Request By:
Mr. James G. Shepherd
City Councilman
City of Edgewood
385 Dudley Road
Edgewood, Kentucky 41017
Opinion
Opinion By: Robert F. Stephens, Attorney General; By: Walter C. Herdman, Assistant Deputy Attorney General
This is in answer to your letter of January 29 in which you refer to the fact that the city of Edgewood [a city of the fourth class] obtains its fire protection pursuant to a contract with the Southern Hills Volunteer Fire Department. A large percentage of the members being residents of Edgewood. The question is raised that if any of these members of the volunteer fire department are elected to the city council at the coming general election, would a conflict of interest exist.
Our response to your question would be in the affirmative if the contract between the city and the volunteer fire department is executed during the term that members of the fire department are also serving as members of the city council. If such be the case, then KRS 61.270 would be violated, in our opinion, which provides, in effect, that no member of the city council of a city of the fourth class shall be interested directly or indirectly in any contract with the city of which he is an officer, and any such contract shall be void.
For your information, we are enclosing a copy of a recent opinion, OAG 79-98, which cites a number of cases in which the court has held that contracts between the city and a corporation of which a member of the city council is an employe creates a conflict of interest under a similar statute to the one referred to above. The basis of these decisions is the fact that the councilman will derive some pecuniary interest, even though small, from the execution of the contract.
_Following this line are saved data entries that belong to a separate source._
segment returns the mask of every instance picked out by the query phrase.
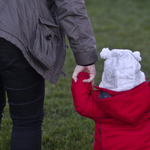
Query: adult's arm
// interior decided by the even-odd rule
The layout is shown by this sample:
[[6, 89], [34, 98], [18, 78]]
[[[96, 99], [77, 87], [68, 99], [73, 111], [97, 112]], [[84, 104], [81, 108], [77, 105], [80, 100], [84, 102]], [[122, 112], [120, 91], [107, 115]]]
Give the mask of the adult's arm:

On the other hand, if the contract for fire protection is executed prior to a volunteer fireman becoming a member of the city council, no conflict of interest would exist under the terms of the case of
Collinsworth v. City of Catlettsburg, 236 Ky. 194, 32 S.W. 982 (1930). The court, in this case, said and we quote:
". . . 'The interest must exist at the time the contract is made. If at the time a contract is executed no officer of the city has a pecuniary interest in it, it is valid and it will not be invalidated merely because an officer subsequently acquires an interest therein, provided there is no evidence of any conspiracy or criminal understanding between the contractor and the city officer at the time the principal contract was entered into.'"
Here we might also add that the monthly approval of a bill for services rendered under a contract executed prior to the term of the officer in question would not, in our opinion, create a conflict of interest.